Wabash was founded on the Western frontier to be different, to do better for more young men. As the College’s first president, Elihu Baldwin said in 1836: “Some are jealous of colleges as institutions that minister to the aristocracy by elevating a portion of the community intellectually above their fellows. And knowledge is power. We should doubtless guard against whatever is unfriendly to equal rights... A most desirable improvement would be some adequate provision through which the benefits of a thorough course [of study] could be more equally extended to all citizens.” 

The “movers and shakers” in this issue come from diverse economic and cultural backgrounds, but they all worked hard to get where they are today; and many learned how to do that here. Wabash is a meritocracy. You will be welcomed. You will be tested. You will be supported. But everything you get at Wabash you earn. 

The Wabash model is not one of exclusion, but of gratitude. Once you get to campus, it’s all about what you do, not about how much money you have or the car you drive. It’s about how hard you work, how well you perform, and if you behave like a gentleman. 

We are not a status-centered institution; we are a student-centered institution. That allows us to elevate our students, rather than our status. 

i was thinking about this after the January meeting of the Board of Trustees, when we had been discussing the new campus master plan and how it will shape the look, feel, and performance of Wabash into its third century. We are thinking hard about how we create the kinds of interactions with our students, faculty, staff, and alumni that help sustain a thoughtful college. What does a residential liberal arts college look like as we move into our third century? 

There are many parts to this plan—the residential life district and athletic facilities among them. But the Mall is central to all we do. It defines our academic endeavor and is the core of our work together. 

Every generation or so, other parts of the College change, but the Mall has remained. The Chapel on the Mall is where students are rung in. It is filled with young men’s voices singing “Old Wabash” during Chapel Sing. It is where students are rung out on Commencement Day. 

The pathways connecting the buildings are like an intersection of different disciplines, the foot traffic a metaphor for the ideas that flow between them. It is where we talk about those timeless truths that connect the holistic education of our students. 

It is where they discover that, once you ask the right question, you can’t stop until you answer it. 

In whatever ways the campus changes in the coming years, the Mall will always be at the heart of Wabash. 

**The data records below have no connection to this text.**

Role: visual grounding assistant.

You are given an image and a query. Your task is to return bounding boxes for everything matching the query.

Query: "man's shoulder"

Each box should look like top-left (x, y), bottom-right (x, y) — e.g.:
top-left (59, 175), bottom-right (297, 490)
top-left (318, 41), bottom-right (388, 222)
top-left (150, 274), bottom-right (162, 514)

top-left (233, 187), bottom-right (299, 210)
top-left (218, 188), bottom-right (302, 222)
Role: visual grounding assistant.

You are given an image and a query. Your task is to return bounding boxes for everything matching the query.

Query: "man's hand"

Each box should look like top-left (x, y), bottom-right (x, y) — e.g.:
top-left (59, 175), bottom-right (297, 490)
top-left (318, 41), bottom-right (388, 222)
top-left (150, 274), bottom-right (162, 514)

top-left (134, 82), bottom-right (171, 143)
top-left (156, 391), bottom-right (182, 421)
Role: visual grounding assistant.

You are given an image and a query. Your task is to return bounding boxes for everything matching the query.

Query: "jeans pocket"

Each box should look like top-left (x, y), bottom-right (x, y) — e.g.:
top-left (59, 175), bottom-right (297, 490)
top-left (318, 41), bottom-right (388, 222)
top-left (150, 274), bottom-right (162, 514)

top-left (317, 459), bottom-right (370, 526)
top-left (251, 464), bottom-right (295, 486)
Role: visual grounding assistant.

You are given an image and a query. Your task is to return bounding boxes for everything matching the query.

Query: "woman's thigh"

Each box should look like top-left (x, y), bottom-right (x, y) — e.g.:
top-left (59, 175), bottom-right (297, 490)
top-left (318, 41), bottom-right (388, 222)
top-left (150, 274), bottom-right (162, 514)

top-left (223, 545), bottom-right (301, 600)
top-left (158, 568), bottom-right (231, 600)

spring is finally here as I write this. On the Mall, students’ voices are rising with the temperatures. I am fortunate to have an office that looks out onto this space. It’s the same Center Hall office that has been occupied for 74 years by Wabash presidents, including Byron Trippet ’30. His words are well-known here: “Once on this familiar campus and once in these well-known halls, students and teachers as real as ourselves worked and studied, argued and laughed and worshiped together, but now are gone. 

“If you listen, you can hear their songs and their cheers.” 

For the students of Tom Cole’s era, surely one of those voices is his, welcoming each freshman, by name, to a place he already belonged.